The city of Youngstown is going to get some help with its demolition program and soon other local communities may be getting help with their own projects.
On Tuesday morning, Youngstown Mayor John McNally signed a new “memorandum of understanding” with Col. James Dignan, commander of the Youngstown Air Reserve Station, to allow reservists with the base in Vienna to help with public works efforts.
Their first mission will be to tear down a dozen blighted homes near Taft Elementary on the city’s south side.
“About 85 to 90 percent of those students walk to school on a daily basis. This will help clean up their neighborhoods a little bit,” McNally said.

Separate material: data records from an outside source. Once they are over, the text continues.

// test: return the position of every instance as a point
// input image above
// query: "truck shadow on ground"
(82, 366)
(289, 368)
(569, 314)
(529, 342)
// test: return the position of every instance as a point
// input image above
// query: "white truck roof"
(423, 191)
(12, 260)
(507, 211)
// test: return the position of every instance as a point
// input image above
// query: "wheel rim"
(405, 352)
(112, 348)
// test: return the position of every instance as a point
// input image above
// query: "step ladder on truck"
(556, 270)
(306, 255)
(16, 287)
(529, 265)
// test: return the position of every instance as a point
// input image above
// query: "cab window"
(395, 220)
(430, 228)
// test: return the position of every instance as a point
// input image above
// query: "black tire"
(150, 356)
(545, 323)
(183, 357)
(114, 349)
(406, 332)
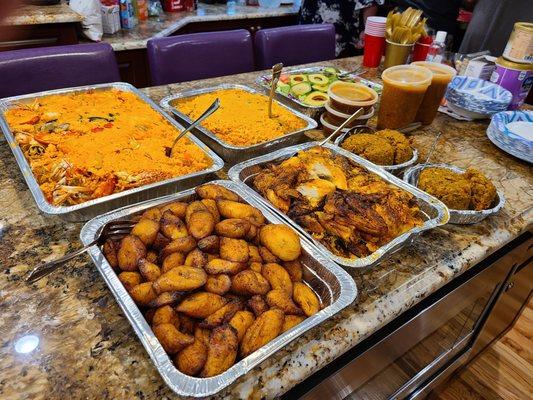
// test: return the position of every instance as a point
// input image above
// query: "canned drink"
(515, 77)
(520, 45)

“Not only do we get the training benefit of getting out there but it also puts my airmen out in their homes in their areas. They are from Youngstown. They are from Warren. They are from Cleveland. Get them out there working, getting folks to see that this is an asset to have an air reserve station out here,” Dignan said.

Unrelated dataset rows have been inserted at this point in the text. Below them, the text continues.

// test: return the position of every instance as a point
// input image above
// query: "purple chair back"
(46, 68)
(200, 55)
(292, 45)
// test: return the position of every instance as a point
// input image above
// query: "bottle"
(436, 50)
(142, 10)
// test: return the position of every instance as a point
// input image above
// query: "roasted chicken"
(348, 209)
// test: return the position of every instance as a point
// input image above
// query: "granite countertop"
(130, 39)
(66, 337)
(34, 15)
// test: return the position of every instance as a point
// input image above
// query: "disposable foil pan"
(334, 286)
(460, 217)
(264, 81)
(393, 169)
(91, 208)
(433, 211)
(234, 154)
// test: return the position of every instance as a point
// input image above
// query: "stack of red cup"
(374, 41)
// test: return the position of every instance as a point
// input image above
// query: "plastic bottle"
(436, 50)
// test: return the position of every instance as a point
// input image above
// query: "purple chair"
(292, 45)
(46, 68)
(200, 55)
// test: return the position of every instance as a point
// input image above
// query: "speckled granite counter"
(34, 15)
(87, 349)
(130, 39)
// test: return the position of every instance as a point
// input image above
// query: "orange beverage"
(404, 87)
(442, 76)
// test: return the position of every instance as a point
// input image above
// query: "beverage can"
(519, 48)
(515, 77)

The demolition work should begin later this week and take about a month to complete. But Youngtown officials said other local projects are in the works for the months to come and that similar agreements could be put together in other local communities.
“We think it is a unique collaboration. It is, as far as we know, the first in the country where a municipality is working with a local armed forces base or station on some quality of life issues,” McNally said.
While the airmen will use city machinery and equipment, the work will be done without labor costs to local taxpayers. Both sides said the hardest part was proving to the federal government that the city had the authority to tear down the homes and no local civilians would be losing their jobs in the process.
“It took a little bit of time to get the lawyers on both sides of the fence to understand what we were trying to do and why it was so important,” McNally said.
For those pushing to keep the Youngstown Air Reserve Station operational, the new agreement could help keep the station off the radar whenever Congress calls together future Base Realignment Commissions.
“It is going to come. It is just a question of when. And we need to be prepared. That base is so important to this area. And we have to keep fighting for it,” State Rep. Sean O’Brien, D-Hubbard, said.